O coronel Carlos Alberto Brilhante Ustra morreu nesta quinta-feira (15) em decorrência de um câncer. Ele foi o chefe do Destacamento de Operações de Informações - Centro de Operações de Defesa Interna, mais conhecido como DOI-Codi, em São Paulo, o órgão de repressão política durante a ditadura. Junto com esta notícia, surge o relato de que, em um depoimento inédito à Justiça Federal, Sebastião Rodrigues de Moura, 77 anos, o Major Curió, revelou que matou dois prisioneiros da Guerrilha do Araguaia no início da década de 70, durante o regime militar.

Os dois reconhecidos torturadores do regime militar ocupam, hoje, o noticiário, trazendo à tona os crimes inconfessos de que são acusados.
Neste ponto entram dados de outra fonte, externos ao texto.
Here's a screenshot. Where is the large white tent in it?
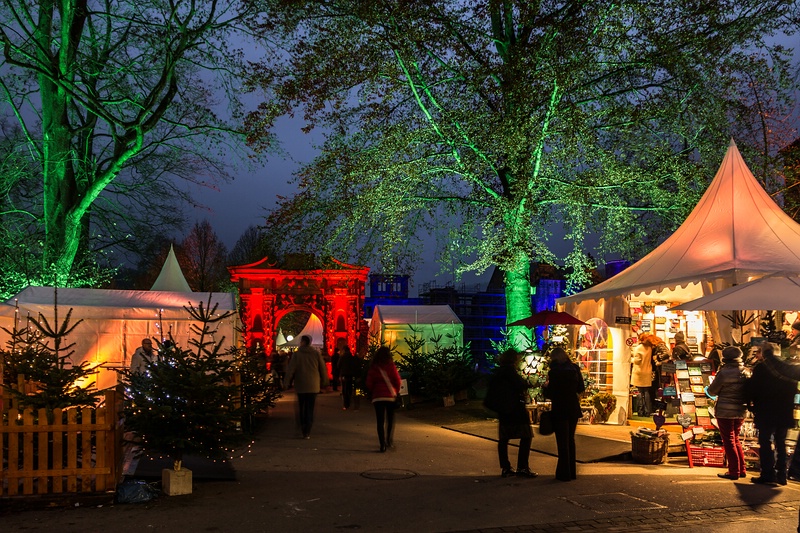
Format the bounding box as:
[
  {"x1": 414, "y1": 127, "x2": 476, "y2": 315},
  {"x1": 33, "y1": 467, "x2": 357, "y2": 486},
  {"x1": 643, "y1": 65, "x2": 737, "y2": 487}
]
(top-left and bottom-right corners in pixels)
[
  {"x1": 556, "y1": 140, "x2": 800, "y2": 423},
  {"x1": 559, "y1": 139, "x2": 800, "y2": 339},
  {"x1": 369, "y1": 305, "x2": 463, "y2": 355},
  {"x1": 1, "y1": 285, "x2": 240, "y2": 390}
]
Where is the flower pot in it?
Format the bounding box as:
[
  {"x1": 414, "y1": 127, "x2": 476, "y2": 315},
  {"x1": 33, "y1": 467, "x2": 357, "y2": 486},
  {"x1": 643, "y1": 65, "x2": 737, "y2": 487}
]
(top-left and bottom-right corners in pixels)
[{"x1": 443, "y1": 394, "x2": 455, "y2": 407}]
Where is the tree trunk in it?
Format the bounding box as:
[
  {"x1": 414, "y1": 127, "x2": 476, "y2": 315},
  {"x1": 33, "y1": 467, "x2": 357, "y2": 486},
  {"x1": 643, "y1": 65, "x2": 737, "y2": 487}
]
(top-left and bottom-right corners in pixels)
[{"x1": 504, "y1": 254, "x2": 533, "y2": 351}]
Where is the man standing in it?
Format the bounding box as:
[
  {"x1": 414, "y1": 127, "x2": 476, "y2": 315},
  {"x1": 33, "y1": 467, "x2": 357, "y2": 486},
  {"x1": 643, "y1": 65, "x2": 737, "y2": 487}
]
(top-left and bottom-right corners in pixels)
[
  {"x1": 746, "y1": 344, "x2": 796, "y2": 485},
  {"x1": 130, "y1": 338, "x2": 157, "y2": 374},
  {"x1": 284, "y1": 335, "x2": 329, "y2": 439}
]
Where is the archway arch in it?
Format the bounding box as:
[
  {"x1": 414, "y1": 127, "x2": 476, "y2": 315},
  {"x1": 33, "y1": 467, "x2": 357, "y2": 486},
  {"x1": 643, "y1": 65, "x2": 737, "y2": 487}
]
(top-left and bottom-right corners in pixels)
[{"x1": 228, "y1": 254, "x2": 370, "y2": 357}]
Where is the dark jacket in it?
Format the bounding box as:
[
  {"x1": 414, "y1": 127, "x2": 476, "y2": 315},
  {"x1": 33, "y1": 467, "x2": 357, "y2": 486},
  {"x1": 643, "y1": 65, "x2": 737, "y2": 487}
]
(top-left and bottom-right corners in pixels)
[
  {"x1": 543, "y1": 361, "x2": 585, "y2": 421},
  {"x1": 484, "y1": 365, "x2": 529, "y2": 424},
  {"x1": 337, "y1": 347, "x2": 361, "y2": 377},
  {"x1": 706, "y1": 362, "x2": 748, "y2": 418},
  {"x1": 671, "y1": 342, "x2": 691, "y2": 361},
  {"x1": 746, "y1": 361, "x2": 796, "y2": 428}
]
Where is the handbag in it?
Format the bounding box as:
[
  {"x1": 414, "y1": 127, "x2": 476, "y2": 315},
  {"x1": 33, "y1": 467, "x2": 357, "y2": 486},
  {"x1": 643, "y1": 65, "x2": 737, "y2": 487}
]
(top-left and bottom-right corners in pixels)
[{"x1": 538, "y1": 410, "x2": 555, "y2": 436}]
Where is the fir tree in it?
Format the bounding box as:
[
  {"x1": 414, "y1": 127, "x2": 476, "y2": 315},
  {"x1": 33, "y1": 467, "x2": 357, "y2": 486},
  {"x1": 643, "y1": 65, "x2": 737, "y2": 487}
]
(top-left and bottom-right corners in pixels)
[{"x1": 119, "y1": 297, "x2": 245, "y2": 470}]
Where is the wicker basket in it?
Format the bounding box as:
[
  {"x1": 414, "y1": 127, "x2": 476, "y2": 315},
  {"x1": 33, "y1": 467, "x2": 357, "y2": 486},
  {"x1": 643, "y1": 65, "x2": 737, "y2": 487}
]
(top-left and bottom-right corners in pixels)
[{"x1": 631, "y1": 434, "x2": 669, "y2": 464}]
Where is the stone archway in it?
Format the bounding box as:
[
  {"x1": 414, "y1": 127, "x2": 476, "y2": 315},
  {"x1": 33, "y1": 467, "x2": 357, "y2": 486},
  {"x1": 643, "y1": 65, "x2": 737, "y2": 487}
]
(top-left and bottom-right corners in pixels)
[{"x1": 228, "y1": 254, "x2": 370, "y2": 357}]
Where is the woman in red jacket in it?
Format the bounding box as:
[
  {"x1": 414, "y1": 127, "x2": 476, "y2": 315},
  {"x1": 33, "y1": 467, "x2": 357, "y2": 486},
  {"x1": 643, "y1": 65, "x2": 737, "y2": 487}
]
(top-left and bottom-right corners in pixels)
[{"x1": 365, "y1": 346, "x2": 402, "y2": 452}]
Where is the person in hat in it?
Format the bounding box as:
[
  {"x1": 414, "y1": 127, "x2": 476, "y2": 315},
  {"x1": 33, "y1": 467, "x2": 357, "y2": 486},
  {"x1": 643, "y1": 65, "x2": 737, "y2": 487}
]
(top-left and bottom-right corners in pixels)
[
  {"x1": 706, "y1": 346, "x2": 749, "y2": 480},
  {"x1": 543, "y1": 347, "x2": 586, "y2": 481},
  {"x1": 671, "y1": 332, "x2": 691, "y2": 361}
]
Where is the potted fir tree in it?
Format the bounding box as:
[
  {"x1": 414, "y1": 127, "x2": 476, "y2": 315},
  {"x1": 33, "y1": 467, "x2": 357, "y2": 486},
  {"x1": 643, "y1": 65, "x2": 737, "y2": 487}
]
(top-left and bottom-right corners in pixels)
[{"x1": 119, "y1": 299, "x2": 245, "y2": 495}]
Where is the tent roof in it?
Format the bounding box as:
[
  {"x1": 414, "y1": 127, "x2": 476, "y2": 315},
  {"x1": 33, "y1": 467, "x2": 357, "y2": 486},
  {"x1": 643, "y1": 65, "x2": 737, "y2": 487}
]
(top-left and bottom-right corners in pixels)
[
  {"x1": 280, "y1": 314, "x2": 324, "y2": 347},
  {"x1": 4, "y1": 286, "x2": 236, "y2": 320},
  {"x1": 150, "y1": 244, "x2": 192, "y2": 292},
  {"x1": 372, "y1": 305, "x2": 462, "y2": 325},
  {"x1": 559, "y1": 140, "x2": 800, "y2": 304}
]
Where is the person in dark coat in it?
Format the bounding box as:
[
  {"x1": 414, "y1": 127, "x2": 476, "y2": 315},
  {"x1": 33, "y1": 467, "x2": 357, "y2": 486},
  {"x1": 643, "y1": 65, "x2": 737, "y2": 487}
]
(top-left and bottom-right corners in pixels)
[
  {"x1": 330, "y1": 347, "x2": 341, "y2": 391},
  {"x1": 706, "y1": 346, "x2": 749, "y2": 480},
  {"x1": 671, "y1": 332, "x2": 692, "y2": 361},
  {"x1": 746, "y1": 343, "x2": 795, "y2": 485},
  {"x1": 337, "y1": 339, "x2": 361, "y2": 410},
  {"x1": 543, "y1": 347, "x2": 585, "y2": 482},
  {"x1": 484, "y1": 349, "x2": 538, "y2": 478}
]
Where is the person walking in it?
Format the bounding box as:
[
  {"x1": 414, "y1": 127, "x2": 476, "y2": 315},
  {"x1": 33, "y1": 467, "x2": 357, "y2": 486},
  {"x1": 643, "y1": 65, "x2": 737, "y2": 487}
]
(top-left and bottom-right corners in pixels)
[
  {"x1": 543, "y1": 347, "x2": 585, "y2": 482},
  {"x1": 706, "y1": 346, "x2": 749, "y2": 480},
  {"x1": 483, "y1": 349, "x2": 537, "y2": 478},
  {"x1": 365, "y1": 346, "x2": 401, "y2": 452},
  {"x1": 283, "y1": 335, "x2": 329, "y2": 439},
  {"x1": 337, "y1": 339, "x2": 361, "y2": 410},
  {"x1": 330, "y1": 347, "x2": 341, "y2": 392},
  {"x1": 745, "y1": 343, "x2": 795, "y2": 485}
]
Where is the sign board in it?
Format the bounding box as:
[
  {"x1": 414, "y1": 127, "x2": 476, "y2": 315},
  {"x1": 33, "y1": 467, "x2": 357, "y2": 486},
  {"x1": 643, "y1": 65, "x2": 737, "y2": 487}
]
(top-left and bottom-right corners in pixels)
[{"x1": 615, "y1": 316, "x2": 632, "y2": 325}]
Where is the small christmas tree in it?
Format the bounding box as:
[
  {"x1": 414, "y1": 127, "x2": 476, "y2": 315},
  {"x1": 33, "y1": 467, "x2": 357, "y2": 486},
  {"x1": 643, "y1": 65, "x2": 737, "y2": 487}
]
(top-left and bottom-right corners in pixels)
[
  {"x1": 1, "y1": 308, "x2": 101, "y2": 420},
  {"x1": 119, "y1": 297, "x2": 245, "y2": 470}
]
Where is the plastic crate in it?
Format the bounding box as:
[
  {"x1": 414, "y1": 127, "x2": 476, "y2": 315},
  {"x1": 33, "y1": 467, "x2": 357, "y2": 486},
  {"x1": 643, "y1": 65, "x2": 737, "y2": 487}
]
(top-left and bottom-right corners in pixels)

O coronel do DOI Codi morreu orgulhoso das torturas cometidas, e o major do Araguaia permanece tocando o terror no Pará, ambos certos da impunidade. Ainda que sob a acusação tácita das monstruosidades cometidas, ambos foram premiados com promoções e enriquecimento sob a proteção de instituições policiais e militares.

A última denúncia apresentada contra Ustra pelo MPF foi pela morte do dirigente do PCdoB Carlos Nicolau Danielli, , sequestrado e barbaramente torturado nas dependências do DOI-Codi, em dezembro de 1972.Na ação, o MPF pede que Ustra e outros dois delegados subordinados a ele respondam por crime de homicídio triplamente qualificado, quando a morte é causada por motivo torpe, com requintes de crueldade e sem direito de defesa da vítima.

Ele comandou o DOI-Codi de 1970 a 1974. Segundo relatório da Comissão da Verdade, o nome de Brilhante Ustra é responsável pela morte de pelo menos 377 pessoas. Existem seis denúncias contra o coronel encaminhadas pelo Ministério Público Federal (MPF) por mortes e torturas cometidas quando comandou o órgão de repressão.

Além da ação pela morte de Danielli, também tramitava na Justiça de São Paulo a acusação de crime de sequestro e cárcere privado, pelo desaparecimento de Edgar de Aquino Duarte, fuzileiro naval expulso das Forças Armadas em 1964, que foi mantido encarcerado no DOI-Codi e Deops-SP.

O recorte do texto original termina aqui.